Commerce international : le Sénat d’accord pour la ratification de la Convention entre la RDC et la Belgique

     La Chambre haute du Parlement a voté hier mardi 11 octobre à l’unanimité, en séance subséquente, le projet de loi autorisant la ratification de la Convention entre Royaume de Belgique et la République démocratique du Congo en vue d’éviter la double imposition et de prévenir la fraude et l’évasion fiscale en matière d’impôt sur le revenu et la fortune.

     Après le raté du vote à la première séance dû au manque du quorum réglementaire, les 66 Sénateurs présents dans la salle des conférences internationales ont ainsi accordé à l’unanimité leur feu vert à la demande gouvernementale en séance subséquente pour la ratification de ladite loi. Il s’agissait, en effet, du rapport conjoint des commissions des Relations extérieures et Economico-financière que la plénière a approuvé avant de voter globalement l’ensemble de la loi. Venu défendre la demande de son gouvernement devant les Sénateurs, le ministre des Affaires étrangères a rappelé que ladite Convention fut conclue, le 23 mai 2007 à Bruxelles, entre la RDC et le Royaume de Belgique.

     Selon Alexis Tambwe Mwamba, cette Convention était jugée capitale par les parties signataire en ce qu’elle était de nature à contribuer à l’intensification des relations économiques entre les deux Etats et à protéger réciproquement les investissements.

     Il a été également relevé que les exportations belges vers la RDC étaient en constante progression ; tandis que les exportations de la République Démocratiques du Congo étaient destinées à plus de 50% au marché belge. Et que le flux de toutes ces opérations économiques (petites et grandes entreprises, biens mobiliers et immobiliers) devait être garanti par une imposition effective de revenus concernés.

     Cependant, pour une matière engageant les finances, sa ratification est soumise à l’autorisation préalable du législateur, conformément au prescrit de l’article 214 alinéa 1er de la Constitution.

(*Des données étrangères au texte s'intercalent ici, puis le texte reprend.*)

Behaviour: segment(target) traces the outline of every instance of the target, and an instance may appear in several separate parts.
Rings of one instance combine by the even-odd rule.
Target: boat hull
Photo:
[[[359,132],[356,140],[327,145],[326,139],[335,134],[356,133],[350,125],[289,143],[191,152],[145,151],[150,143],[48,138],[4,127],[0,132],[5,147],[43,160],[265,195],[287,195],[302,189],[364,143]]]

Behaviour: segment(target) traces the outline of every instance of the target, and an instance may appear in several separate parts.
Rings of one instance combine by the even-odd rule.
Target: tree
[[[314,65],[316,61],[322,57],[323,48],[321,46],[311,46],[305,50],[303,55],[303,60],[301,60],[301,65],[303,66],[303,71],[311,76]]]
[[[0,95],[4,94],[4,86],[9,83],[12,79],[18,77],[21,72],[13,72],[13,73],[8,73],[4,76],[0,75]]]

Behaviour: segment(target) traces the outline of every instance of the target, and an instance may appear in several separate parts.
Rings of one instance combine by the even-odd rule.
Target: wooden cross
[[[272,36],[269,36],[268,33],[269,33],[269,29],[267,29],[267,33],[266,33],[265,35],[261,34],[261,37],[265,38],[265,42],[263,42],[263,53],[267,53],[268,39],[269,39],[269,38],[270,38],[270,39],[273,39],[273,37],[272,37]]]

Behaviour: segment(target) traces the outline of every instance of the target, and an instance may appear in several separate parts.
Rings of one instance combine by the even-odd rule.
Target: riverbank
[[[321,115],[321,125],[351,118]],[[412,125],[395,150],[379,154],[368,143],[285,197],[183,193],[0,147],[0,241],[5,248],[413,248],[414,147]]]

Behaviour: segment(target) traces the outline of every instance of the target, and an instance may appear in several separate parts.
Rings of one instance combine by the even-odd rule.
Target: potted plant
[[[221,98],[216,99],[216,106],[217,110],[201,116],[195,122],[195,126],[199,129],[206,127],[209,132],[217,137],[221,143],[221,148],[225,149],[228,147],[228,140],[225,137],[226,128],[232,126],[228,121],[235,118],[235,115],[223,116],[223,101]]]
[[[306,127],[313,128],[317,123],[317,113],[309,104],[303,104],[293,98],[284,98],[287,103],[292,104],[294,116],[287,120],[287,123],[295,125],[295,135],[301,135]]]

     A son tour, le vice-ministre des Finances a complété le patron des Affaires étrangères en faisait remarquer qu’il s’agit des instruments types que signe un Etat avec un autre dans le but de promouvoir les échanges économiques et commerciaux, en les dotant d’un cadre juridique qui offre à la fois la sécurité juridique et judiciaire nécessaire à l’amélioration du climat des affaires.

     En outre, a déclaré le ministre des Affaires étrangères en réponse aux préoccupations des Sénateurs, la Convention sécurise les investisseurs congolais tant de la diaspora que ceux opérant sur place par la création d’un cadre juridique approprié.

     Ainsi, a ajouté le vice-ministre des Finances, la DGI et la DGM sont appelées à se mettre à jour en vue de l’efficacité du résultat attendu. Ce mercredi, à 10 heures, les Sénateurs examineront la loi sur l’enseignement national.